Der Nachteil ist allerdings, dass Probleme an der Schulter oft erst spät diagnostiziert werden, weil der Funktionsverlust nicht so groß ist. Das typische Problem bei rheumatischen Erkrankungen ist, dass viele Gelenke gleichzeitig betroffen sind. Bei Einschränkungen in der Hand oder am Ellenbogen kompensieren viele Betroffene ihre Probleme durch mehr Bewegung in den Schultergelenken. Diese werden daher mehr belastet.
Trotzdem nehmen viele die ersten Symptome an der Schulter nicht wahr. Das gilt besonders, wenn die Beschwerden einen chronischen Verlauf haben und der Schmerz nicht in den Vordergrund rückt. Viele werden erst auf die Schulter aufmerksam, wenn es schon fast zu spät ist und Versteifungen drohen.
Gibt es eine Möglichkeit, eine Schulterbeteiligung frühzeitig zu diagnostizieren?
Der Physiotherapeut kann den Patienten von hinten beobachten, während dieser die Arme langsam hochhebt. Dabei kann man gut eine Verschiebung des Bewegungsrhythmus des Schulterblattes auf dem Brustkorb feststellen. Eine solche Verschiebung einer Seite spricht dafür, dass der Patient oft unbewusst eine Schonhaltung annimmt und ist damit ein wichtiges Zeichen für die Früherkennung von Schulterproblemen.

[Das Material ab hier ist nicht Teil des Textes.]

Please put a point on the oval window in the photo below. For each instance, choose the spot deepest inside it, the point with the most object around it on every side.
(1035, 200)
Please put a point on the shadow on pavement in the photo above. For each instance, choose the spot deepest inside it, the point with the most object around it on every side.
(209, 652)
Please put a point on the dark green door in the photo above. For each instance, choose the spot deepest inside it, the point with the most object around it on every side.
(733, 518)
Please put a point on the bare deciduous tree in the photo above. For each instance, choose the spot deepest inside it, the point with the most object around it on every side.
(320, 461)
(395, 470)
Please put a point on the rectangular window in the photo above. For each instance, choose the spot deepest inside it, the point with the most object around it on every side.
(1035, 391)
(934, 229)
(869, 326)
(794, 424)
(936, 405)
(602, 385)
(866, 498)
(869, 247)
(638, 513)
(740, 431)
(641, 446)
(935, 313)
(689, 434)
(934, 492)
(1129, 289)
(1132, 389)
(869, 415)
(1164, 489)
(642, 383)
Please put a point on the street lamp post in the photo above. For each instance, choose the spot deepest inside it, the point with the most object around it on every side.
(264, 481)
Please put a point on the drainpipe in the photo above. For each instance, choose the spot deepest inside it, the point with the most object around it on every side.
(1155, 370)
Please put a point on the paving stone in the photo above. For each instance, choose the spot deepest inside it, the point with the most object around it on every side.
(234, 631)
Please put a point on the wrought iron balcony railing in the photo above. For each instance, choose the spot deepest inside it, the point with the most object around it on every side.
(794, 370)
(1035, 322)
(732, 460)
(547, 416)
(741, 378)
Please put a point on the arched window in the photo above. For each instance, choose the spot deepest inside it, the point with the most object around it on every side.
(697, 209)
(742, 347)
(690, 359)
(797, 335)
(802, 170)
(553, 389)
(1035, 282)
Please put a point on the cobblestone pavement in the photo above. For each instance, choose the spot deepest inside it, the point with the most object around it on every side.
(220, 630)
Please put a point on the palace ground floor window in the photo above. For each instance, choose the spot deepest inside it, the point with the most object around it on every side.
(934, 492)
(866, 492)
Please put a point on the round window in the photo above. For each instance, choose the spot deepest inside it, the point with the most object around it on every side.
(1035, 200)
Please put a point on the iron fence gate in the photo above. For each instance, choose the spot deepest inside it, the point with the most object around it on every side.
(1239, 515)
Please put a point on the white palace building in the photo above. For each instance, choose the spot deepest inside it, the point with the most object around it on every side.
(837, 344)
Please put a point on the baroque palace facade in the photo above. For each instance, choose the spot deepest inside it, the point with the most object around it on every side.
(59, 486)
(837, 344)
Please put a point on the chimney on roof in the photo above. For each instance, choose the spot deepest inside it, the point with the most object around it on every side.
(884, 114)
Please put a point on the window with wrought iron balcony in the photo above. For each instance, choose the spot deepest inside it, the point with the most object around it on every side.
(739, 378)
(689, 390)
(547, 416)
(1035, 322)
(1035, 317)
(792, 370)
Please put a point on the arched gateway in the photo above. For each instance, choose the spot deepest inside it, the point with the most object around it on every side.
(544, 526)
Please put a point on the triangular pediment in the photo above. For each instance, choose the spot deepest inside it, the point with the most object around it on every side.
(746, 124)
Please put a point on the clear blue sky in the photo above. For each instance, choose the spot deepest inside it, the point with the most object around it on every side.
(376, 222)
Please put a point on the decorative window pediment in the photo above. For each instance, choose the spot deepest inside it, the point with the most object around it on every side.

Ein Alarmsignal ist, wenn man den Arm nicht mehr ganz nach oben heben kann oder deutlich weniger Kraft in den Armen und Schultern hat. Betroffene merken das dann zum Beispiel, wenn es ihnen plötzlich schwerer fällt, über Kopf zu arbeiten, zum Beispiel, die Vorhänge aufzuhängen. Oder wenn sich die Damen ihren BH nicht mehr selbst hinter dem Rücken schließen können. Das sind Alarmsignale, bei denen man aufmerksam werden sollte. Im Lauf der Zeit kommt es zu einem Abbau der Muskeln, was man daran erkennen kann, dass sich die Konturen des Schulterblatts abflachen. Der Patient merkt dann den Kraftverlust, außerdem schmerzen ausladende Bewegungen.